Genetic disorders due to the lack of x chromosome (turner syndrome) are the main causes of POF, which affects the function of hormones.


There have been reports of POIs after infectious diseases such as mumps, tuberculosis and malaria, which are very rare.


Surgery to remove the ovaries before the age of 40 is another form of POF. This sudden elimination of ovarian hormones often leads to the sudden onset of menopausal symptoms. Ovarian removal (with or without hysterectomy) can be due to a variety of reasons, including ovarian cancer, ovarian cysts, endometriosis, or Menstruation syndrome. We hope that this type of surgery is planned in advance so that you have the opportunity to consult with your doctor about hormone replacement options, shortly after surgery, to minimize the symptoms of menopause.

cancer treatment:

Other treatments for cancer, such as chemotherapy or radiation therapy, can cause permanent or temporary damage to the ovaries. The chances of ovarian damage induced by chemotherapy depend on factors such as the type of chemotherapy drug, the duration of treatment, and the location of the radiotherapy and the patient’s age.



Estrogen is the main female sex hormone Discharge by the ovaries and is vital for the growth of eggs and the process of reproduction. This hormone plays an essential role in maintaining the health of the heart and arteries and bones in harmony with other tissues throughout the body.

Estrogen is not just a hormone, but a combination of three hormones:

Estradiol is the main and strongest part of estrogen, which plays a major role during puberty. This hormone causes the uterus to enlarge and thicken the lining of the wall (endometrium). The ovaries also send signals to the hypothalamus and pituitary gland to stimulate ovarian follicles and slow down the production of follicle-stimulating hormone (FSH). Estrogen is produced by the adrenal glands and fat cells that produce estrogen. Estradiol from Sterile and estriol. are produced by the liver.
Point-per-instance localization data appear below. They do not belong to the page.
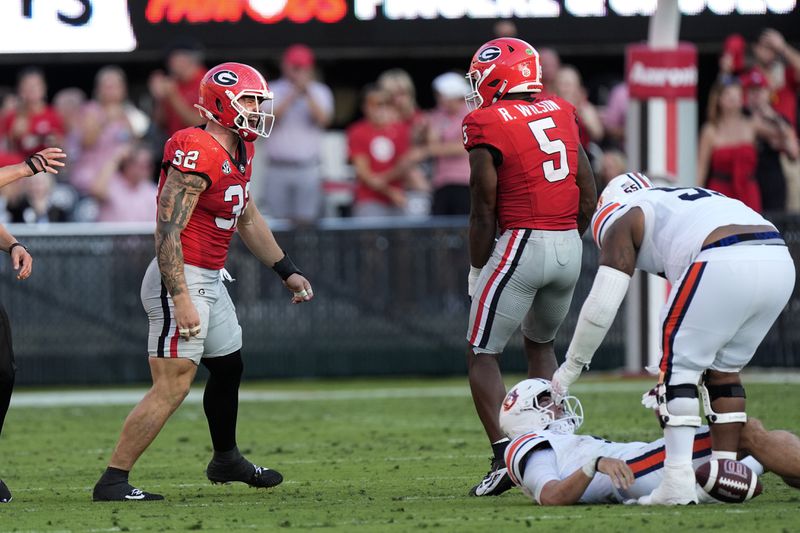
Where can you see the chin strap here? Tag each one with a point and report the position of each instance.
(665, 394)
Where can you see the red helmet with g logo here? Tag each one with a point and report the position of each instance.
(503, 66)
(220, 91)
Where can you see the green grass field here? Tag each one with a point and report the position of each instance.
(356, 455)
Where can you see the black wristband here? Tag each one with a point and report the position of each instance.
(286, 267)
(29, 162)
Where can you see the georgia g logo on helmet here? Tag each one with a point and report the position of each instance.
(488, 54)
(226, 78)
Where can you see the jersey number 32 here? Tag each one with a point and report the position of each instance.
(550, 146)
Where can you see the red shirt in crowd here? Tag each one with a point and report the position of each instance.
(538, 142)
(42, 130)
(190, 93)
(383, 146)
(784, 98)
(206, 237)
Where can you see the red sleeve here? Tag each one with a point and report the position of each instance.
(188, 152)
(473, 128)
(5, 123)
(571, 113)
(357, 141)
(55, 121)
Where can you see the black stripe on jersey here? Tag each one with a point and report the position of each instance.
(167, 321)
(603, 225)
(500, 286)
(166, 165)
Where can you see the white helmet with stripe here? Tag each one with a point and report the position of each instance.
(613, 199)
(529, 406)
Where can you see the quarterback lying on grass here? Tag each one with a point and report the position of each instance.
(555, 466)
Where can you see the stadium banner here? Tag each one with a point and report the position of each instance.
(371, 26)
(656, 73)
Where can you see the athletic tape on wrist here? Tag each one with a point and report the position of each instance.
(286, 267)
(590, 468)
Progesterone is a female hormone produced by the ovaries. One of its most important tasks is to help maintain the pregnancy. In the second half of the menstrual cycle, this hormone is discharge by the corpus luteum and sends a signal to the uterus to release the egg.

Follicle-stimulating hormone (FSH):

The hormone FSH is secreted by the pituitary gland to stimulate the ovaries. By secreting this hormone, the follicles begin to grow. At first, with the low secretion of these hormones, the follicles do not respond, which causes the pituitary gland to secrete more FSH.

 FSH above 30 means a diagnosis of POF, but should be repeated 4 to 6 weeks later.

LH – Luteinizing hormone

This hormone is secreted by the pituitary gland and enters the bloodstream and causes ovulation, which means that the active follicles burst and the egg is released. The follicle sac is ruptured, yellowed, and called the corpus luteum, which produces progesterone. In POI, LH levels are high but lower than FSH.


Although testosterone is known as a male hormone, it also plays a very important role in women, the most important of which are sexual health, sexual desire, bone strength and energy. About half of testosterone is produced by the ovaries and the other half by the adrenal glands. Testosterone levels gradually decrease with age, but in some cases, removal of the ovaries through surgery can result in a sudden 50% drop. Research has shown that women who have a POF, have lower testosterone levels than women of the same age.